Seadrill Ltd (NYSE:SDRL) stock was hit hard on Tuesday following a bankruptcy warning from the company.
The bankruptcy warning came from Seadrill LTD as it reported earnings for the fourth quarter of 2016. According to statements in this earnings report, the company is hoping to obtain more money from lenders to move forward with restructuring plans.
Seadrill Ltd notes that negotiations are currently taking place for additional funding. However, it says that it will likely have trouble securing more funds before April 30. This is the cutoff date for the West Eminence facility. It also serves as a milestone bank facility amendments from April 2016.

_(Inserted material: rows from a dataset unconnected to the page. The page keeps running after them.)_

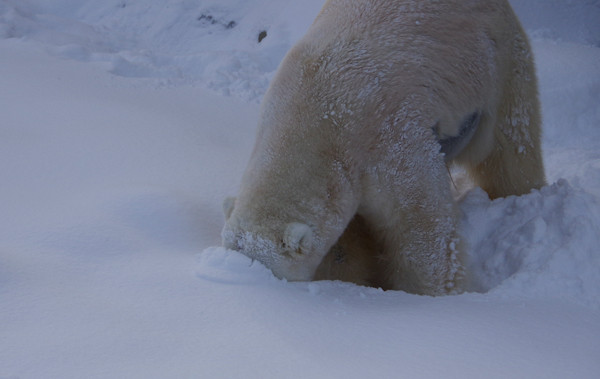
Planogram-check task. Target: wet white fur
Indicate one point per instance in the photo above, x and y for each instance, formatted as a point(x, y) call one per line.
point(346, 129)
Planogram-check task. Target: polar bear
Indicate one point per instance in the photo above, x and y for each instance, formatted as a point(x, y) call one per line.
point(362, 119)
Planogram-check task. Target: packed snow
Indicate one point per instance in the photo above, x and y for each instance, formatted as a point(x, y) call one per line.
point(125, 124)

“Although an extension of these and other dates is possible with the requisite lender consents, we may be unable to obtain an extension on terms acceptable to the Company,” Seadrill Ltd said in a statement. “In the event a consensual restructuring agreement is not concluded or an agreement to an extension is not reached, we are also preparing various contingency plans, including potential schemes of arrangement or chapter 11 proceedings.”
Despite the bankruptcy warning, Seadrill Ltd did turn in positive results for the fourth quarter of the year. The drilling company reported earnings per share of 26 cents on revenue of $667.00 million. This beat out Wall Street’s estimates, which had SDRL reporting earnings per share of 18 cents on revenue of $649.32 million.
Seadrill Ltd notes that some of its units will be coming off contract during the first quarter of 2017. It expects this to drive EBITDA down to $250 million. The company is also looking for operating income for the quarter to be $50 million.
SDRL stock was down 15% as of Tuesday morning and is down 49% year-to-date.